Nel 1985 passò al primo scrutinio Francesco Cossiga. Nell'urna di vimini c’erano ancora otto voti per Cederna, tre per Tina Anselmi. Classe 1927, staffetta partigiana nella brigata Cesare Battisti, veneta. Prima donna ministro in Italia, durante il terzo governo Andreotti. Dal 1981 al 1986 fu presidente della commissione P2.

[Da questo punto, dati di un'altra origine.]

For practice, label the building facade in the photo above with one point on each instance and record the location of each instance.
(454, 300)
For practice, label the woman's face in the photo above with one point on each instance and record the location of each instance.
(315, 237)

Maggio 1992, elezione di Scalfaro: toccò a Nilde Iotti. 183 voti al primo scrutinio, 245 al terzo. Passa in testa al quarto: 256. Fra il quinto e il senso combattè con Forlani. A Scalfaro, poi eletto, andarono 6 voti. Iotti andò di nuovo in testa al settimo scrutinio, 233 voti, e all'ottavo. Sparì invece al nono, 3 voti e 200 bianche. Fu eletto Scalfaro due giorni dopo la strage di Capaci. In quell'elezione presidenziale, nel 1992, ebbe un voto Sophia Loren ma erano tempi in cui lo star system era considerato inessenziale: quel voto non risulta agli atti, fu conteggiato come nullo.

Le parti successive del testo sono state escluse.